"Pharmacology Steroid Pharmacology Rachel L. Hopkins"

Question 1

How do glucocorticoids increase blood pressure?

Answer 1

Glucocorticoids such as cortisol (stress hormone) upregulate alpha 1 receptors in arterioles that result in increased sensitivity to norepi and epi.

At high concentrations, they can bind to aldosterone receptors as well.

Question 2

Do glucocorticoids increase or decrease bone formation?

Answer 2

Decrease

Question 3

What is the result of glucocorticoids’ causing decreased leukocyte presence and leukocyte functioning at sites of inflammation?

Answer 3

Glucocorticoids are potent anti-inflammatories with immunosuppressive properties.

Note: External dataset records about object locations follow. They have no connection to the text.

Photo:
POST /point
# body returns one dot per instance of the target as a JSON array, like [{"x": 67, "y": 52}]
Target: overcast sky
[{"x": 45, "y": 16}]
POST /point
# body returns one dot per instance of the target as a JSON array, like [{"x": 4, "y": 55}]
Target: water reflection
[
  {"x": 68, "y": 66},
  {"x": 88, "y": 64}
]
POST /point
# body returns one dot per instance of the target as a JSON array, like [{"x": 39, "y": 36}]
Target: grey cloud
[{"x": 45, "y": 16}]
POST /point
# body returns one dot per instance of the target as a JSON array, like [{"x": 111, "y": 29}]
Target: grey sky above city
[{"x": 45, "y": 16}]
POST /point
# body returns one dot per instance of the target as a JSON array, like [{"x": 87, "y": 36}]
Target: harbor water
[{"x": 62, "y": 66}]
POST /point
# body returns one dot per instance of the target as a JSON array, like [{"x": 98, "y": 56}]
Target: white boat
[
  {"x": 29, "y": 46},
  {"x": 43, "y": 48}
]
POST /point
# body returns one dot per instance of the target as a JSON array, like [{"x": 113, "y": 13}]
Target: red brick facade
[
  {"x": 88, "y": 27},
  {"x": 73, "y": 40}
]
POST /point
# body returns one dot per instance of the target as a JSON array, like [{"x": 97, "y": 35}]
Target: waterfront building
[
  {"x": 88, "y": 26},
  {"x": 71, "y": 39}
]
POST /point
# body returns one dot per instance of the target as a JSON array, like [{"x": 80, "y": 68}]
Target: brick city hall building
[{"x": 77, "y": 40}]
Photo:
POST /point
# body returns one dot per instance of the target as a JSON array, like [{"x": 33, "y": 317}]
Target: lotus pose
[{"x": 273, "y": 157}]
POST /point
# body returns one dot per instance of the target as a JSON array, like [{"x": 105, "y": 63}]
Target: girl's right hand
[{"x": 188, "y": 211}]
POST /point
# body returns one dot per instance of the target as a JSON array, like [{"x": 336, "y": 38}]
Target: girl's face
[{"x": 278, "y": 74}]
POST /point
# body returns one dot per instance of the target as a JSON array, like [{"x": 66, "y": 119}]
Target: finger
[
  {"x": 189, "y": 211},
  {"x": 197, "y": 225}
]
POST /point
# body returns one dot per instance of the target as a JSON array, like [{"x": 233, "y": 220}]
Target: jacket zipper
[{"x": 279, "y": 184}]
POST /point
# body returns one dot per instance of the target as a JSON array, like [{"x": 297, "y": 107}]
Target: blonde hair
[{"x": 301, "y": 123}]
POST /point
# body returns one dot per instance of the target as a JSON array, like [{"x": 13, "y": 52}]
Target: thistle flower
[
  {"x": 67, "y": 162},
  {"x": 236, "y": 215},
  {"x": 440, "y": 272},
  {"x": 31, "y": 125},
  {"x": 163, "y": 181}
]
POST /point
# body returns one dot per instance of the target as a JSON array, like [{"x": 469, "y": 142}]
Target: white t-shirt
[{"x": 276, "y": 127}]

They upregulate anti-inflammatory proteins, and downregulate pro-inflammatory ones.

Question 4

What are the naturally occurring mineralocorticoids in the body?

Answer 4

Aldosterone
Deoxycorticosterone
(Cortisol - weak)

Question 5

What are the functions of mineralocorticoids in the body?

Answer 5

Active in the DCT and collecting ducts of the kidney;

Maintain electrolyte balance and intravascular volume

Question 6

K+ and Angiotensin II have strong effects on what steroid?

Answer 6

Aldosterone

Weaker influences on aldosterone include adrenocortocitropic hormone (ACTH) and sodium deficiency

Question 7

Cortisol and aldosterone bind to aldosterone receptors with the same affinity. Cortisol is also present in the blood about 2000x higher than aldosterone. How does the body prevent overwhelming cortisol binding?

Answer 7

11-beta-hydroxysteroid dehydrogenase type 2 converts cortisol to cortisone

Question 8

Treatment of Adrenal insufficiency, congential adrenal insufficiency, and dianosing Cushing’s syndrome, all involve what drug class?

Answer 8

Corticosteroids

Question 9

Class: Fludrocortisone

Answer 9

(Synthetic) Mineralcorticoid

Question 10

MOA: Fludrocortisone

Answer 10

Binds aldosterone receptor (AR) which increases Na+K+ATPase expression and increase epithelial sodium channel experession

Question 11

Use: Fludrocortisone

Answer 11

Chronic primary adrenal insufficiency (maintenance); CAH

Question 12

Fludrocortisone is structurally similar to:

Answer 12

aldosterone

Question 13

What causes primary adrenocortical insufficiency?

Answer 13

Anatomic destruction of the adrenal gland

Question 14

What causes secondary adrenocortical insufficiency?

Answer 14

Decreased pituitary production of ACTH;

Can be iatrogenic (suppression from exogenous glucocorticoid therapy)

Question 15

Side effects: Fludrocortisone

Answer 15

Primary aldosteronism

Question 16

Hyponatremia, hyperkalemia, anemia, eosinophilia, azotemia, all characterize lab findings of what disorder?

Answer 16

Primary adrenal insufficiency
Signs and symptoms: weakness, fatigue, nausea, vomiting, diarrhea, salt craving, postural dizziness, anorexia, weight loss, skin pigmentation, pigmentation of mucous membranes, hypotention, vitiligo

Question 17

How are the findings of secondary adrenal infficiency different from primary?

Answer 17

No hyperpigmentation (ACTH is low);
Near-normal aldosterone levels

Question 18

How is adrenal insufficiency diagnosed?

Answer 18

Test cortisol levels at baseline and 30-60 minutes after a dose of cosyntropin

Question 19

Low cortisol, high ACTH characterizes what dx?

Answer 19

Primary adrenal insufficiency

Question 20

Low cortisol, low ACTH characterizes what dx?

Answer 20

Secondary adrenal insufficiency

Question 21

What is adrenal crisis?

Answer 21

Volume depletion;
hypotension;
lassitude, nausea, vomiting;
Hyperkalemia;
Hyponatremia (mineralocorticoid deficiency, increased ADH caused by cortisol deficiency)

Question 22

How is adrenal crisis treated?

Answer 22

High dose IV glucocorticoid (ie dexamethasone, hydrocortisone)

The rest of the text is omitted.